T'es jamais à l'abri. Toi, t'irais pas demander à un comptable ce qu'il pense du dernier rapport annuel de Peugeot non ? Alors qu'est ce qu'ils te prennent la tête ? Mais, c'est que la pub ça concerne tout le monde, mon gars. Tu leur pourris leurs séries avec tes coupures, tu leur niques leur sites webs avec tes bannières, alors ils se vengent les cocos. Ils en tiennent un de mec de la com' là, tu crois qu'ils vont le lâcher comme ça ? Tu vas en prendre pour ton grade jusqu'à la fin de la soirée. Et soit heureux de vivre à notre époque. Car le premier publicitaire, on l'a crucifié.
Et fatalement, ils vont dériver vers "mais au fait qu'est ce que tu fous à bosser là-dedans ?". Ouais, c'est vrai, ils ont fait la même école que toi tes poteaux, mais ils engrangent deux fois ton salaire à faire un job chiant où tu te sors à 6 heures.

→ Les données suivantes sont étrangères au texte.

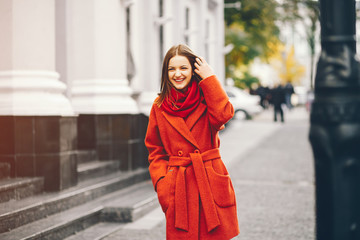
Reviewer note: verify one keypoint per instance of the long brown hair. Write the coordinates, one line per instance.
(165, 87)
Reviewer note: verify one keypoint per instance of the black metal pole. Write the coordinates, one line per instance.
(335, 125)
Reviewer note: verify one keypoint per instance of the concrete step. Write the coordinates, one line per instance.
(90, 170)
(4, 170)
(19, 188)
(15, 214)
(96, 232)
(124, 205)
(86, 156)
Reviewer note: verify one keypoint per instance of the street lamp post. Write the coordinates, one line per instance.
(335, 125)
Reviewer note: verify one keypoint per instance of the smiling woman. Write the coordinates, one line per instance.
(193, 186)
(180, 72)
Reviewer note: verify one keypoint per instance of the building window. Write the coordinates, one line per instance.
(187, 25)
(161, 30)
(207, 39)
(131, 71)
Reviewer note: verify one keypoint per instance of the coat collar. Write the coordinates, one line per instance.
(184, 127)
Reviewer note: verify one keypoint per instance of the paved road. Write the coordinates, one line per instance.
(272, 170)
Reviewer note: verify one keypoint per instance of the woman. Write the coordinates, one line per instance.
(192, 183)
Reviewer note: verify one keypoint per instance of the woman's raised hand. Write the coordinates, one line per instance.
(202, 68)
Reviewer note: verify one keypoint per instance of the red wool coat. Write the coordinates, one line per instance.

Alors là, c'est reparti sur le laius du boulot de merde où t'es exploité à brasser du vent et à prendre le consommateur pour le blaireau qu'il est. ==> Donc c'est la guerre.
Voilà, avec toutes ces guerres, vous êtes pas dans la mouise, mes cocos.
Ca vous a fait peur hein ? En tout cas, moi ça m'a bien foutu les balloches et j'suis bien content de faire un bizness de paix, un truc tranquille comme le consulting où franchement t'as que des amis.